En effet, alors qu'un grand nombre d'États membres de l'Union européenne se plaignent de la concurrence fiscale que leur livrent d'autres États membres de l'Union et qu'ils cherchent dès lors à harmoniser leur fiscalité pour supprimer cette concurrence fiscale, le projet qui nous est soumis ouvre la porte à une autonomie fiscale plus importante entre régions.
Ce faisant, on prend le risque de créer, au sein de la Belgique, une concurrence fiscale que l'on essaie de limiter au niveau européen. C'est prendre un risque, surtout me semble-t-il, pour les francophones et pour les personnes à revenu modeste.
L'autonomie fiscale permet, en effet, aux régions de déterminer des niveaux de fiscalité différents pour chacune de celles-ci. Une région peut augmenter ses impôts et l'autre, les réduire. Notre centre d'études, le CEPESS, a calculé que compte tenu de l'ensemble des impôts régionaux et des additionnels ou soustractionnels autorisés aujourd'hui, on pourrait avoir en 2004 une différence maximale théorique de prélèvements d'impôts de 300 milliards, c'est-à-dire 50.000 francs par contribuable, entre le nord et le sud du pays.

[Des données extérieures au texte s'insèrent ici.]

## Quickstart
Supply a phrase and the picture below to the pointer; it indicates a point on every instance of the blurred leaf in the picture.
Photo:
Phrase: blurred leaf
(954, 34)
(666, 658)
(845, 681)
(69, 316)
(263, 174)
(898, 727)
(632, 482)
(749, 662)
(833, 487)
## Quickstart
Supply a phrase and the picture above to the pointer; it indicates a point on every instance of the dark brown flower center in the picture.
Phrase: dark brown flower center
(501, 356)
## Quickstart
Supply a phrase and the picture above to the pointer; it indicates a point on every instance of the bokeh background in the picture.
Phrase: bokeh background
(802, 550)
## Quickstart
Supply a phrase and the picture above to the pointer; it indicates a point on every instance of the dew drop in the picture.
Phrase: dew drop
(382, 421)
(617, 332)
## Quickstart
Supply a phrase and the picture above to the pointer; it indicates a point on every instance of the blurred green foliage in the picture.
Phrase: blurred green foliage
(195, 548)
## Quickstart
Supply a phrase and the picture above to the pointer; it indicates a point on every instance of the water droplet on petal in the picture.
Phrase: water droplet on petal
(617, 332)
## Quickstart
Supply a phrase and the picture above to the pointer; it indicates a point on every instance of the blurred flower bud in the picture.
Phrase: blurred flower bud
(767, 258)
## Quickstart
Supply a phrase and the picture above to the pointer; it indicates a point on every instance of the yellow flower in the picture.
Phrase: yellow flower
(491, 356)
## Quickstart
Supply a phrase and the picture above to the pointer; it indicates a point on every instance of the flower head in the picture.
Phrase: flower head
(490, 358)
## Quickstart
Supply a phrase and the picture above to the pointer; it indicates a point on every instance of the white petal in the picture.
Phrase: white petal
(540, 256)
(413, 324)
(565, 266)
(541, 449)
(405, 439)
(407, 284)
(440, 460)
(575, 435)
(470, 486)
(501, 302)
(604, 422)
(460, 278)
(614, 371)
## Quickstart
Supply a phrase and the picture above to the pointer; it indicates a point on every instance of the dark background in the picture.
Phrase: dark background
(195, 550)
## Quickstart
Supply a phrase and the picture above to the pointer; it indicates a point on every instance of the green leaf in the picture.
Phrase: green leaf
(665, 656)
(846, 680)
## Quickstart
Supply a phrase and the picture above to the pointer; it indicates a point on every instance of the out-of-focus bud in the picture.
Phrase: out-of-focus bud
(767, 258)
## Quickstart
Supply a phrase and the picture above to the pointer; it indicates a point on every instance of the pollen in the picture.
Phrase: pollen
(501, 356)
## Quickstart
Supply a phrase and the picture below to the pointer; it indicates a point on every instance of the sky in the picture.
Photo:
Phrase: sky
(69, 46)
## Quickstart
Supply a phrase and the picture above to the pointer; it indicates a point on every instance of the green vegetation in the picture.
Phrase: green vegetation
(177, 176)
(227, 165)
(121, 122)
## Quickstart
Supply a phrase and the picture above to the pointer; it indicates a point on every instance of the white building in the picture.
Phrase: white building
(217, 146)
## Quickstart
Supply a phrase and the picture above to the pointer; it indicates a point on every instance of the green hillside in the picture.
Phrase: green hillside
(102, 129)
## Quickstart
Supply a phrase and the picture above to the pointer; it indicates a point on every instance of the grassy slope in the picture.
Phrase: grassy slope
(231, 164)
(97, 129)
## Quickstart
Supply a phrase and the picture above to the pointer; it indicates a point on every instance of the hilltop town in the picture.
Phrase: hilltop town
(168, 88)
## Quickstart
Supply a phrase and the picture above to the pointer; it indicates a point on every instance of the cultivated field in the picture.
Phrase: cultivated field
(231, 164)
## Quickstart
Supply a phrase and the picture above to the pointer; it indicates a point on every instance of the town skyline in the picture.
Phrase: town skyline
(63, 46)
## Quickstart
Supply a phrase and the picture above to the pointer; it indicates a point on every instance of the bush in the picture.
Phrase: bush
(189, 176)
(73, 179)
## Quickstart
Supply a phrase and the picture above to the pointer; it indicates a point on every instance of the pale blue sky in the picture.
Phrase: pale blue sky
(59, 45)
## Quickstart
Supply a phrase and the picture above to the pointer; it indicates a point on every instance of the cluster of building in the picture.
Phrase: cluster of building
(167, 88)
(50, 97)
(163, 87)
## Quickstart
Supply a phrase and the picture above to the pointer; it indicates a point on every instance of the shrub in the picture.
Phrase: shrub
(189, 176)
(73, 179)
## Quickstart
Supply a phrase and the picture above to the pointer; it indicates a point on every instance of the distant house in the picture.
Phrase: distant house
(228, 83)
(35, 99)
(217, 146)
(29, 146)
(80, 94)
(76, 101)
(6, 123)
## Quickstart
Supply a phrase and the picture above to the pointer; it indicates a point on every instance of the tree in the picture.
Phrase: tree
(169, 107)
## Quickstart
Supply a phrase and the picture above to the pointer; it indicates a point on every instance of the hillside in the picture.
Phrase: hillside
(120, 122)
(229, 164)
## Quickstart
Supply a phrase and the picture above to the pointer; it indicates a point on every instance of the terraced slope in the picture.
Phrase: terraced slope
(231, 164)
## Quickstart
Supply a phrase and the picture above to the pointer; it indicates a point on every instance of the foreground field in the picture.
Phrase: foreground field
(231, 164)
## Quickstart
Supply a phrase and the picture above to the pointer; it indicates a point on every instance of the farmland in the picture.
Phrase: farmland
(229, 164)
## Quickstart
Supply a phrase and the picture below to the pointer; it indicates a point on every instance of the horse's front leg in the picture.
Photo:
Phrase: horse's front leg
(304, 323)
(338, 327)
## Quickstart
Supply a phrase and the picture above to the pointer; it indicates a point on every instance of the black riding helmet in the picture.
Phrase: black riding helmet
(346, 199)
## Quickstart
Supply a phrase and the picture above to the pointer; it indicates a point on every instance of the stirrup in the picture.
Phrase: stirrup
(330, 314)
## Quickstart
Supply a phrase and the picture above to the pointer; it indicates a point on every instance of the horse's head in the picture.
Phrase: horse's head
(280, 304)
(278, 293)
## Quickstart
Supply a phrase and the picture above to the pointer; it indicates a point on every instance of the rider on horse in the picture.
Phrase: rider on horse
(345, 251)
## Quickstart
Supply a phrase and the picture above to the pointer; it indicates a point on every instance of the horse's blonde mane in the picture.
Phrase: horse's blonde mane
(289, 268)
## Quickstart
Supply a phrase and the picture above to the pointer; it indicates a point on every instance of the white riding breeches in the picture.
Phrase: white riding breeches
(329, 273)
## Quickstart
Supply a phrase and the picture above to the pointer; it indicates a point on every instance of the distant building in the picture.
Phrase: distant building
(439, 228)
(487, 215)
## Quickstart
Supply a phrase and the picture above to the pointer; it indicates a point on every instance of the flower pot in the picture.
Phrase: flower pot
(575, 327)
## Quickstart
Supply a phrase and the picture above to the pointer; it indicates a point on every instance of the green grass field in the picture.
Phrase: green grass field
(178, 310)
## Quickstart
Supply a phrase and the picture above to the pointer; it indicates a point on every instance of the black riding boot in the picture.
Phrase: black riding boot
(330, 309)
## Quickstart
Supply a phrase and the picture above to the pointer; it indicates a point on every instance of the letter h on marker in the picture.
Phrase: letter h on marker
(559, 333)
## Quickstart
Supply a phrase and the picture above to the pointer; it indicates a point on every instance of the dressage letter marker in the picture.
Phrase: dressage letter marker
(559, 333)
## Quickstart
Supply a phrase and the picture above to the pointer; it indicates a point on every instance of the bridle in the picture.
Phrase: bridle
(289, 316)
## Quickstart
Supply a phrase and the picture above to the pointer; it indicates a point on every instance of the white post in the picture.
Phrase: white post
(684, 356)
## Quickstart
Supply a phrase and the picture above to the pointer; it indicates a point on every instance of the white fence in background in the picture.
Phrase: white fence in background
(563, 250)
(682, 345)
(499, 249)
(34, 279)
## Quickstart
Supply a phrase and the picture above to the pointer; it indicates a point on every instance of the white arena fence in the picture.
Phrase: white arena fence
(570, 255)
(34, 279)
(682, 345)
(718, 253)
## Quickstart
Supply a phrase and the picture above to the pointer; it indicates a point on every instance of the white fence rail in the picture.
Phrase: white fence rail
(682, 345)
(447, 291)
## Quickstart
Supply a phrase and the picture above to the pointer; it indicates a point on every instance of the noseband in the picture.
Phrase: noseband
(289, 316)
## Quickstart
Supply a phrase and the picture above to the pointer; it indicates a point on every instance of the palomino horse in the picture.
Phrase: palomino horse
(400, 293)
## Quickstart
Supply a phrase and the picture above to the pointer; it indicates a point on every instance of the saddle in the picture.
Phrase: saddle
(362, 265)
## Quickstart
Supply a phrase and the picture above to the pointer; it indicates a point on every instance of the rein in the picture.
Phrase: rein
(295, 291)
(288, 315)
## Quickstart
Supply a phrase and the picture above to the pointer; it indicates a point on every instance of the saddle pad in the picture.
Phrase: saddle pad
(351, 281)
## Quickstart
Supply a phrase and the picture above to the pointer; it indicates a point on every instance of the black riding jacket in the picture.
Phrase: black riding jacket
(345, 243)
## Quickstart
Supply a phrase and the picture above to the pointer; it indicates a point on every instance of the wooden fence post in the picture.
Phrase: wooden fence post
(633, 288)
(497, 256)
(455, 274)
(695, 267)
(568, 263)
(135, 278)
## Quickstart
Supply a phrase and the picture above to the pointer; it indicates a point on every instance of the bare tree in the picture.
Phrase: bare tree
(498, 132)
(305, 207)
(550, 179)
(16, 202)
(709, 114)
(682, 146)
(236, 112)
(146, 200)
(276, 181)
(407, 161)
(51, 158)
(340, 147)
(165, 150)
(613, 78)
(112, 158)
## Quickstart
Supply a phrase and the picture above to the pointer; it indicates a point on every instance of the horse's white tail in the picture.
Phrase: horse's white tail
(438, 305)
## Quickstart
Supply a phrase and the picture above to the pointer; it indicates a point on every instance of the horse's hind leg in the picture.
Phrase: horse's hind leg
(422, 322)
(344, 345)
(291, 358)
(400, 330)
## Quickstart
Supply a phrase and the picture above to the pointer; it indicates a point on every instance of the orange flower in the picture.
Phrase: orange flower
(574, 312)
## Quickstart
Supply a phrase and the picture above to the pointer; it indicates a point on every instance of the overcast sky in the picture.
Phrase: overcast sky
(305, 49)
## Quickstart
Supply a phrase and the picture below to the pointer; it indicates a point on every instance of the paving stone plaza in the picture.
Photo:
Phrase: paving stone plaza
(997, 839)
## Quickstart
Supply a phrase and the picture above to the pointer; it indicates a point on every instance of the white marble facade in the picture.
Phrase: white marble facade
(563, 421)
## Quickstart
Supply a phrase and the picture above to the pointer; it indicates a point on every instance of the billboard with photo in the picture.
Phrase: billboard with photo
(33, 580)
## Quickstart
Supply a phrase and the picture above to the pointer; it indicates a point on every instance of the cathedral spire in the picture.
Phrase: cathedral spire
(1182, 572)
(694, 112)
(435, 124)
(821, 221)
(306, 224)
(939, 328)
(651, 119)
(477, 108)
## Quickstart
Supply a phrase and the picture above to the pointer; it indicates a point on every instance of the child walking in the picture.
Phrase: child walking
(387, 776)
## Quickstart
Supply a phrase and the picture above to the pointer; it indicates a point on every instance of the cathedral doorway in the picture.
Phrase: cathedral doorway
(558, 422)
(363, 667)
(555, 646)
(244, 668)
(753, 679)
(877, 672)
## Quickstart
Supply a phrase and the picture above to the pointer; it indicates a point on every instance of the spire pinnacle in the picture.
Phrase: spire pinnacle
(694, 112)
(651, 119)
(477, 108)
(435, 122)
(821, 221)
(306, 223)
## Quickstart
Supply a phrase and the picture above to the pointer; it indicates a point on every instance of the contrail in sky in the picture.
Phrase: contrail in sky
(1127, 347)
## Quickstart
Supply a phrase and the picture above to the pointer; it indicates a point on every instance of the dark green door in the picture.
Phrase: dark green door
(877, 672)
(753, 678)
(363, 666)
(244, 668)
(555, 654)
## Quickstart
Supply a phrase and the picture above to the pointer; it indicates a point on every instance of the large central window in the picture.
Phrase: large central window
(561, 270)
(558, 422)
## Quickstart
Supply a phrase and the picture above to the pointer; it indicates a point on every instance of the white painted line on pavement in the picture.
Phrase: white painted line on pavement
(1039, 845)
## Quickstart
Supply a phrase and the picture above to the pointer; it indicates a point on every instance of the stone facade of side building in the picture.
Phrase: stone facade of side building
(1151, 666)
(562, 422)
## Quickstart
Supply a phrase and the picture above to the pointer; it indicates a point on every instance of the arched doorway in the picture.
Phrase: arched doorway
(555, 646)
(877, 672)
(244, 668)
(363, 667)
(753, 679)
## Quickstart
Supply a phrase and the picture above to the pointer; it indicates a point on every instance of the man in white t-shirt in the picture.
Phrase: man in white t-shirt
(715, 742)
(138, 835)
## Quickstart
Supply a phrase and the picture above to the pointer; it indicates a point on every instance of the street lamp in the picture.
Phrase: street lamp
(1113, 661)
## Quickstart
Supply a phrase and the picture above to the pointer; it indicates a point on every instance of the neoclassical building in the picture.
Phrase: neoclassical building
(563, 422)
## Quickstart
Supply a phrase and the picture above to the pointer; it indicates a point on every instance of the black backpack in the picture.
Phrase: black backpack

Lorsque l'autonomie fiscale porte sur des impôts dont la base taxable est mobile, les différences de niveau de fiscalité risquent d'inciter au déplacement des bases taxables des régions où les impôts sont élevés vers celles où ils sont plus bas. Dans une telle perspective, la région qui a baissé ses impôts peut espérer compenser la perte de ses recettes liées à un niveau d'imposition inférieur par l'augmentation du nombre de ses contribuables. Bien sûr, l'inverse est vrai dans une région dont le niveau de fiscalité est plus élevé.
Deux conséquences découlent de cette concurrence fiscale : d'une part, la diminution de la pression fiscale globale par des ajustements successifs à la baisse et donc, la diminution corrélative des recettes fiscales des différentes régions, ce qui entraîne une diminution des moyens dont disposent les pouvoirs publics pour répondre aux différentes missions qui sont les leurs et d'autre part, l'accroissement des inégalités entre régions.
Au jeu de la concurrence fiscale, c'est toujours l'entité la plus riche qui l'emporte car ses recettes sont plus importantes et ses dépenses moindres, notamment dans le domaine social et qu'elle peut donc plus facilement se priver d'une partie de ses recettes ou les investir de manière adéquate.
En Belgique, on sait qu'il y a une région plus riche et qui le sera encore davantage à l'avenir, rappelons-le, grâce au refinancement dont elle va bénéficier via les communautés, et deux régions plus pauvres.
Ceci montre que l'octroi d'une autonomie fiscale accrue aux régions ne peut être décidée que si elle s'accompagne de garde-fous indispensables pour éviter que cette autonomie se traduise par une inégalité croissante entre régions.
L'examen des différents chapitres du projet de loi spéciale initiale a montré que le garde-fou qui était mis en place était insuffisant pour prévenir cette concurrence fiscale, compte tenu notamment de l'ampleur de l'autonomie accordée.
Selon la théorie économique de fédéralisme fiscal et selon la réalité que l'on peut généralement constater dans les États fédéraux, la fonction de redistribution du bien-être par l'impôt doit relever du niveau fédéral et non pas des entités fédérées. C'est pourquoi il était important, et c'est ce que prévoit le projet, de maintenir à ce niveau fédéral, la compétence en matière de progressivité de l'impôt.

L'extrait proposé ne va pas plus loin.